On Sep 11, 2005, at 10:07 PM, Thomas Hruska wrote:

I hate to crosspost, but since it appears no one reads the Win32 list, I switched my subscription to the main users list.

I've got ClamAV working and that is all good and fine. However, I looked in the archives of the clamav-users list and saw that still as of June 2005, ClamAV is completely uninterested in at least detecting spyware.

I have a problem with that.  Here is how I define a virus:

- A digital invasion of unwanted and undesired bits in a computer system designed to infiltrate and change the state in the system in a negative manner.

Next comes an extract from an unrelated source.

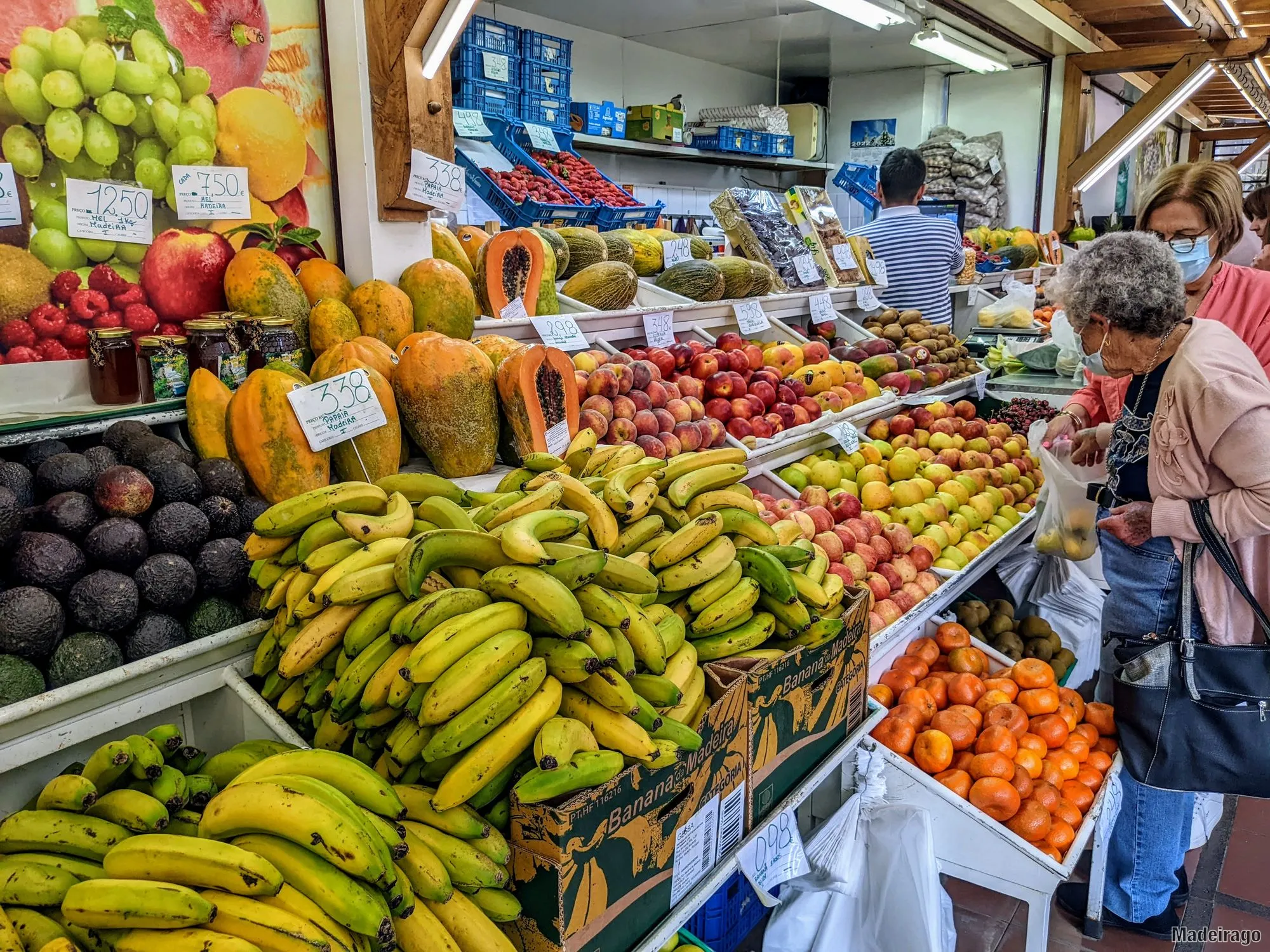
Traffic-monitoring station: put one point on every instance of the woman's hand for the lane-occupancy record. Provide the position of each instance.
(1130, 524)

Here is how I define spyware:

- A digital invasion of unwanted and undesired bits in a computer system designed to infiltrate and change the psychological state of the user in a negative manner.

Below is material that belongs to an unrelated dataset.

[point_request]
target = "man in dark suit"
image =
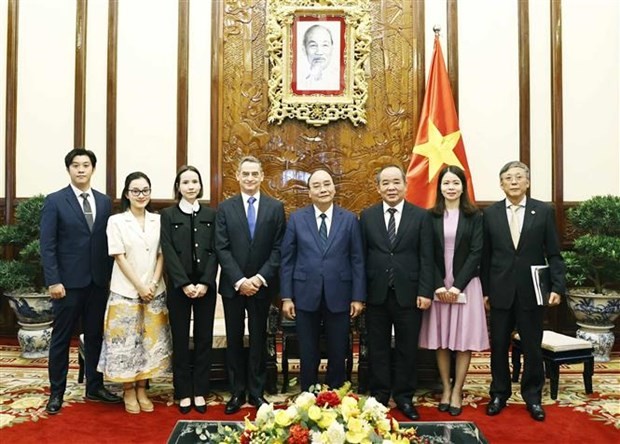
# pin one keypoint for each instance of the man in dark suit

Frankly, I could care less if you don't remove spyware from a system with ClamAV. What I need is a _reputable_ scanner that works from the command line to _detect_ if a system contains spyware. Since ClamAV isn't apparently going to be that tool and Google isn't turning up a reputable command-line anti-spyware solution with sufficient options, I would appreciate a pointer to a tool that does this.

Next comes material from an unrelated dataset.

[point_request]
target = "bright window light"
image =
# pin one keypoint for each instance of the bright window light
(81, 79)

All I need is to have the tool tell me:

- Yes there is spyware on the system.
             OR
- No there isn't spyware on the system.

I don't need it to disinfect/remove/whatever - simply recognize that there is spyware, what file contains it, and display a notification as such on stdout.

Seems to me that this is something simple that ClamAV could easily implement in a very short amount of time. For those who don't want to scan for spyware, include a command-line switch to "turn off scanning for psychological manipulators (spyware, pranks, etc.)". However, since ClamAV is uninterested in doing anything even remotely simple like this, I need someone to point out a _reputable_ tool that is better than ClamAV that does psychological manipulator scanning from the command-line - preferably open source, but since nothing is turning up on SourceForge or Google, I'll be impressed if someone finds anything.

--
Thomas Hruska

What your asking for sounds simple however, how do you establish detection??

Currently what little there is that accomplishes this feat looks for specific files by name and watches specific ports in an attempt to determine what is spyware.

ClamAV currently has the ability to determine these things with some additional programming but then an additional database would have to be implemented to perform the matches of files and some extra coding to watch ports for activity with the ability to either check on the calling app or from a list of ports to not watch.

Then what will occur is that spyware writers will then target these ports making detection more difficult and change the name of the app.

Currently you are the spyware detector, you seek out these files and examine apps that access ports that you know shouldn't have activity so if you want something, how about writing something and calling it ClamSPY???